What is eventual consistency?

Eventual consistency means that different parts of the system may temporarily have different views of the same business process, but if no new changes happen and the system keeps processing, those views should eventually converge.

For example, imagine an order flow:

Order Service creates an order
Order Service publishes OrderCreated
Payment Service processes the payment
Inventory Service reserves stock
Email Service sends a confirmation

Immediately after the order is created, the Order Service knows about the order.

But the Payment Service may not have processed payment yet.

The Inventory Service may not have reserved stock yet.

The Email Service may not have sent anything yet.

For a short period of time, the system is in progress.

That is eventual consistency.

It does not mean the system is random. It does not mean data quality is bad. It means the business process is spread across multiple services and those services do not all update at the exact same moment.

A concrete example

Imagine a user places an order.

The user clicks “Buy”.

The Order Service creates this state:

OrderCreated
status: PendingPayment

Then it publishes:

OrderCreated

The Payment Service receives the event and authorizes the payment.

Then it publishes:

PaymentAuthorized

The Order Service receives that event and updates the order:

status: PaymentAuthorized

Then Inventory reserves the stock and publishes:

InventoryReserved

Finally, the order becomes:

status: Confirmed

At no point did one big transaction update every service at once.

Each service made a local change.
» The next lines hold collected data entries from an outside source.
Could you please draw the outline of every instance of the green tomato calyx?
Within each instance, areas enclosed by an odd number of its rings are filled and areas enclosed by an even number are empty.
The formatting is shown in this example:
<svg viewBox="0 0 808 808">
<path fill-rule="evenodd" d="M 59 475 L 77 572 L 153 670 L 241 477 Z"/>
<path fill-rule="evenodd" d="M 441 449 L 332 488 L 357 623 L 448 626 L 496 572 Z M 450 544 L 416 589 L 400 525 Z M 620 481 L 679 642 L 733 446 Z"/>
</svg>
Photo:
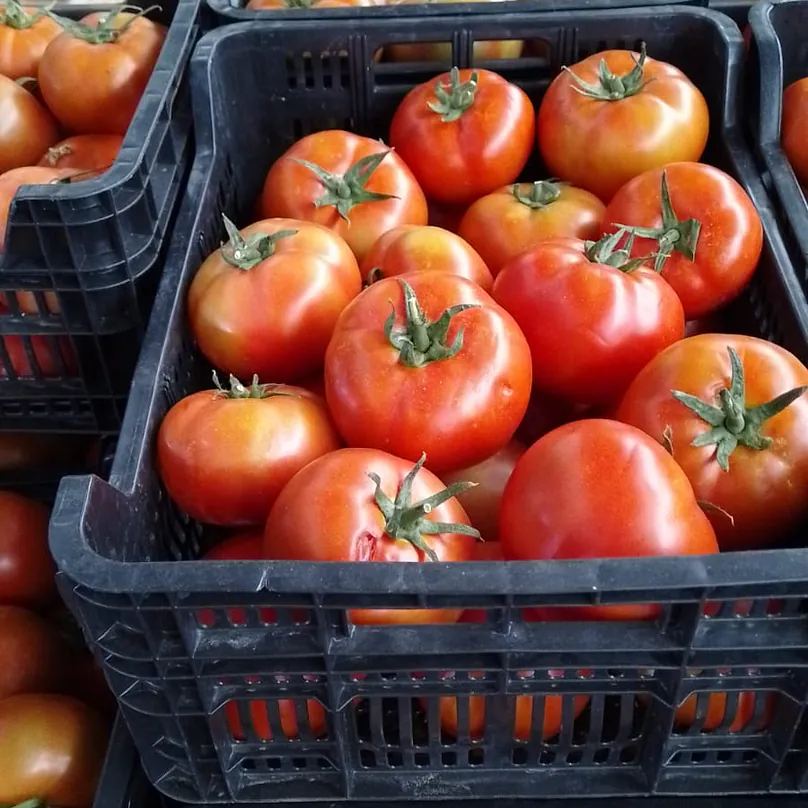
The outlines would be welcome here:
<svg viewBox="0 0 808 808">
<path fill-rule="evenodd" d="M 620 242 L 623 241 L 623 237 L 626 235 L 628 235 L 628 238 L 621 247 Z M 645 255 L 641 258 L 631 257 L 634 234 L 625 225 L 620 225 L 615 233 L 609 233 L 598 241 L 587 241 L 585 244 L 586 257 L 593 264 L 605 264 L 619 269 L 621 272 L 633 272 L 653 257 L 650 255 Z"/>
<path fill-rule="evenodd" d="M 149 6 L 148 8 L 117 6 L 104 14 L 97 25 L 88 25 L 86 22 L 57 17 L 55 14 L 50 14 L 49 16 L 56 20 L 70 36 L 81 39 L 90 45 L 107 45 L 110 42 L 117 42 L 134 25 L 135 20 L 145 17 L 151 11 L 159 10 L 160 6 Z M 131 13 L 132 16 L 123 25 L 116 26 L 115 20 L 121 13 Z"/>
<path fill-rule="evenodd" d="M 437 553 L 426 543 L 425 535 L 436 535 L 442 533 L 460 533 L 464 536 L 473 536 L 482 541 L 480 532 L 470 525 L 458 522 L 435 522 L 427 516 L 432 511 L 443 505 L 444 502 L 474 488 L 477 483 L 458 482 L 453 483 L 443 491 L 422 499 L 420 502 L 411 502 L 412 485 L 418 472 L 424 466 L 426 454 L 422 454 L 420 460 L 407 472 L 401 481 L 395 500 L 390 499 L 382 491 L 382 481 L 378 474 L 372 471 L 367 473 L 376 490 L 373 498 L 379 506 L 379 510 L 384 515 L 384 532 L 391 539 L 396 541 L 408 541 L 417 550 L 420 550 L 430 561 L 439 561 Z"/>
<path fill-rule="evenodd" d="M 563 183 L 555 180 L 538 180 L 530 186 L 530 191 L 522 193 L 525 183 L 515 183 L 512 188 L 514 199 L 527 205 L 531 210 L 541 210 L 548 205 L 552 205 L 561 196 L 561 186 Z"/>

Each change moved the process forward.

This is a very different model from a single database transaction.

Why not use one big transaction?

In a monolith, you can often use one database transaction:

Begin transaction
Create order
Create payment record
Reserve inventory
Commit transaction

If something fails, you roll back.

That is simple and powerful.

But in a microservice architecture, each service often owns its own database.

The Order Service owns orders.

The Payment Service owns payments.

The Inventory Service owns inventory.

The Shipping Service owns shipments.

Once data ownership is split across services, one big database transaction becomes difficult or undesirable. You do not want every service sharing the same database. You also usually do not want distributed transactions across many services because they add operational complexity and coupling.

So instead of one global transaction, you use a business process made of smaller local transactions.

That is where eventual consistency becomes part of the design.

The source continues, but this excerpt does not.